The magic of pre-mixed!

Living in the kitchen

Here’s a little or well-known fact, as the case may be: Mangaloreans, or at least the present generation (by which I mean my generation), are suckers for shortcuts. They’re also incredibly good at taking advantage of any financial opportunity that presents itself.

So, with the sudden rise in popularity of the cuisine, has come a range of ready-made powders and mixes, complete with instructions on the back, which make cooking Mangalorean food at home much simpler, as well as time and cost effective. I use the powders without shame, and so should you. Here’s a rundown of some of what is available in the market right now.

Meet Mirsaang

This blood-red paste is a staple in every Mangalorean Catholic home, and a majority of households still make their own. Translated, the name literally means ‘salt and chilli’. A perfect meet-mirsaang is a blend of sea salt, Kashmiri chillies for colour and Kundapuri chillies for heat, turmeric, cumin and vinegar. Because the masala is ground without water it keeps for many months without refrigeration. It can be used in anything, from fried fish to coconut curries, and thankfully, is now available in ready-made packets.

Pulimunchi

Traditionally, pulimunchi paste is the Bunt equivalent of Meet Mirsang with just a slight tweak in ratios. But in modern day lingo the word has come to denote a tamarind heavy, spicy, thick gravy which is the star of the show, whether it’s been cooked with chicken, fish or prawns. Pulimunchi powder is now available from a host of different brands. Some are better than others, so make sure you try a few before you make your choice.

Bafat Pito (Powder)

This was the first of the Mangalorean masalas to be available pre-packaged, and I personally know a number of staunchly anti-powder housewives who have become converts. Besides the famed pork bafat, the powder can be used in a number of dishes both vegetarian and non-vegetarian, and always imparts a wonderful colour and aroma, not to mention flavour.

Vegetable Powder

Unlike bafat pito, Mangalorean Vegetable Powder is a well kept secret that is often behind some of the most iconic recipes and dishes to grace a Mangalorean table. Prime examples are kombo mootlien and kubey mootlien, rice and coconut dumplings cooked with chicken and cockles respectively, served in a thick gravy made of fried coconut, Vegetable Powder and little else.  I’m sure you’ve figured out by now that Vegetable Powder can be used to cook a lot more than just vegetables!

Ghee Roast

Yes, believe it or not, even this most mind-boggling of Mangalorean specialities is now available in a powder form! While chicken is the preferred vehicle of choice, prawn and crab also make excellent ghee roasts. As with the pulimunchi, make sure you experiment with different brands before settling on one. And to get that truly authentic taste, add a good amount of cashew nut paste.

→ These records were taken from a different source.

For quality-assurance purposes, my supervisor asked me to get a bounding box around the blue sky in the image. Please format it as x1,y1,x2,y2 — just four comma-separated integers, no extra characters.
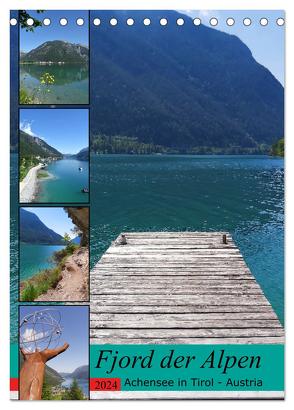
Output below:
23,207,76,238
20,10,89,52
19,108,89,154
20,305,89,372
180,10,285,85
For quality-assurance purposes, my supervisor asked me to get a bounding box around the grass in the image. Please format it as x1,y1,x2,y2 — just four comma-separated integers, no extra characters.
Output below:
20,243,79,302
19,88,35,104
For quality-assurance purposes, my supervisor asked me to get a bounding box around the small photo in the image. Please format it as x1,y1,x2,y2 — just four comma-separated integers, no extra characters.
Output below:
19,10,89,105
19,108,89,204
19,305,89,400
19,207,89,302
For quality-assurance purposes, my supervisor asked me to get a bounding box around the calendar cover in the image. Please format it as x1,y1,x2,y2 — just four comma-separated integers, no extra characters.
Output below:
10,10,285,400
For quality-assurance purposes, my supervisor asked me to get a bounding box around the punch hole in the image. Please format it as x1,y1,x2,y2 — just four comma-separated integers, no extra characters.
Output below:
76,17,85,26
243,17,251,27
209,17,218,27
27,18,34,27
127,18,135,26
227,17,235,27
43,18,51,26
93,18,101,26
259,17,268,27
276,17,285,27
59,18,67,26
109,18,117,26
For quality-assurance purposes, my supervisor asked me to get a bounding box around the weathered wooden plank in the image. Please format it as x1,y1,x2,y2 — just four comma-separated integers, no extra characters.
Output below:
92,293,269,306
90,311,277,323
90,232,284,343
90,315,281,329
91,276,261,291
90,332,285,345
92,287,263,297
91,302,273,314
90,328,284,341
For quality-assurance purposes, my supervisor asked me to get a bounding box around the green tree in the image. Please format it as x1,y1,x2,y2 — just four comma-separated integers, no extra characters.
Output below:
66,379,84,400
63,232,71,243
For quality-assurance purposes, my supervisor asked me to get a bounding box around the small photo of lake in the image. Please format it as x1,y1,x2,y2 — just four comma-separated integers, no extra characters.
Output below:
19,10,89,105
19,207,89,302
19,108,89,204
18,305,89,400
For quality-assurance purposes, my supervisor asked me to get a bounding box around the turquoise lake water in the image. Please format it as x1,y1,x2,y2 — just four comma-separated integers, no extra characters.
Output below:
35,159,89,203
20,64,89,104
11,155,284,340
19,243,64,280
61,377,89,397
91,155,284,320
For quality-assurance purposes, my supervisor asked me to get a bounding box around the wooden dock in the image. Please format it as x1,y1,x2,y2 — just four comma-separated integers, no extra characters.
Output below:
90,232,284,344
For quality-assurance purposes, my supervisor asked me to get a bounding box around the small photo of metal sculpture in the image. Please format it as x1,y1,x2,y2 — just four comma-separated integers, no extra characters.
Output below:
19,305,89,400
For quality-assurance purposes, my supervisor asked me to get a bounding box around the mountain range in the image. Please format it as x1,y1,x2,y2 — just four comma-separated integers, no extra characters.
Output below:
20,40,89,63
60,365,89,380
19,208,64,245
19,130,63,158
90,11,284,152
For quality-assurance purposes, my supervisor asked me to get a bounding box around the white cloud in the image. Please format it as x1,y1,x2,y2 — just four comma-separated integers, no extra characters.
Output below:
22,328,46,343
19,120,38,137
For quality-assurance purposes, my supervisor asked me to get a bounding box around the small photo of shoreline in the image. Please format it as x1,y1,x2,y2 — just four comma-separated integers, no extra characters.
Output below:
19,10,89,105
19,207,89,302
19,109,89,203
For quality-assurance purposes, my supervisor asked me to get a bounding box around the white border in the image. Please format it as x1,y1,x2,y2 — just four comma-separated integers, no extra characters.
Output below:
0,0,294,410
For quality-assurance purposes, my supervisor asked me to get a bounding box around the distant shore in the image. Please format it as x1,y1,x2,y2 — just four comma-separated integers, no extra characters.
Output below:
19,164,42,202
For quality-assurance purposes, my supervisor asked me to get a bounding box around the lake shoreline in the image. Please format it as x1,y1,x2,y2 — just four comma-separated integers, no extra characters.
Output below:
19,164,42,203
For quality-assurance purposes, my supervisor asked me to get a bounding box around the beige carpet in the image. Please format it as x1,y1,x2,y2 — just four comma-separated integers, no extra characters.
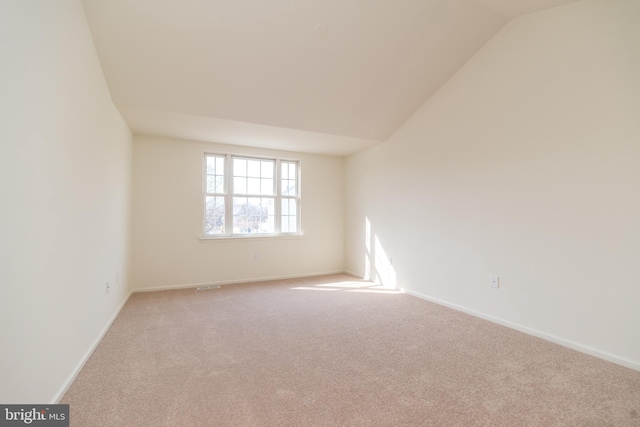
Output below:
62,275,640,426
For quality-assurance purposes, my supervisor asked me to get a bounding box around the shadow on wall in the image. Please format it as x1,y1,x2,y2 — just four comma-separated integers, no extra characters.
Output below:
364,217,397,289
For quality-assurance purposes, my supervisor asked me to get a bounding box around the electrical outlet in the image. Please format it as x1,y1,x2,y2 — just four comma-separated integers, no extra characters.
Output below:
489,276,500,288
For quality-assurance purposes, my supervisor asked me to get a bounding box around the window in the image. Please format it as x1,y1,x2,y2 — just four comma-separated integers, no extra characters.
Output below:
204,154,300,237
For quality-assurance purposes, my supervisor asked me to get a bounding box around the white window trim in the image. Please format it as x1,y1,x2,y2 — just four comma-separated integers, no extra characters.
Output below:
200,152,303,241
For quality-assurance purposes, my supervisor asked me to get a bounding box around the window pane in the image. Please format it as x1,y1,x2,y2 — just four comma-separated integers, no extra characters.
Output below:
205,156,224,194
207,175,216,193
233,177,247,194
260,179,273,196
233,197,275,234
247,178,260,194
233,159,247,176
207,156,216,174
204,196,224,235
247,160,260,178
280,162,296,196
260,162,273,178
215,175,224,193
281,199,298,233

Caution: If you want a full range of choices when it comes to brands, you’re going to have to visit the coastal city yourself; having said that, Mangalorean stores in Bangalore do offer a fairly decent selection.

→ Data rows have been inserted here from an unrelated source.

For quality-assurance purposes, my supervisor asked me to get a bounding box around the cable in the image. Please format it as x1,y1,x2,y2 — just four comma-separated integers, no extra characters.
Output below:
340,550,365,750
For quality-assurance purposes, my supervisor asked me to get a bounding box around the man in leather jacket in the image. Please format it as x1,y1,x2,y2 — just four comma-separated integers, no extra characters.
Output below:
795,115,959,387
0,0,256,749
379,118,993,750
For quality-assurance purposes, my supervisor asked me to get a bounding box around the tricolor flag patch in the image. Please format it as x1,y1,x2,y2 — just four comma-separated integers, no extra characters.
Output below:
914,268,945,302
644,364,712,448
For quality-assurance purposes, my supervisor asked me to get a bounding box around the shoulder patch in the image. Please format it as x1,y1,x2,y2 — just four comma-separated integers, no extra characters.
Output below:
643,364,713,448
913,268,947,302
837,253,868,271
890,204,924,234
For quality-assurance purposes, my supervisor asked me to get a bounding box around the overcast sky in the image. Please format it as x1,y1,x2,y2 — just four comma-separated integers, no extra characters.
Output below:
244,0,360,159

My favourite way to eat fish is if it is shallow fried with meet mirsang. Here’s a simple recipe.

Coastal delicacy

Ingredients: Whiting (kaane): 2, meet mirsang: 2 tablespoons, oil for frying.

Method: Clean the fish well. Dry with paper towels and make horizontal slits along the length of the fish. Marinate the cleaned fish in the meet mirsaang paste for a minimum of 10 minutes and a maximum of half an hour. Heat the oil in a cast-iron tawa until very hot. Place the fish carefully in the oil and reduce the heat slightly. Do not move the fish until it is done on that side. Then turn it over and cook the other side. Add more oil as necessary to keep the masala from burning.

Tip: This recipe can be used to cook any white fish. It’s excellent with pomfret, seer fish and shetkas.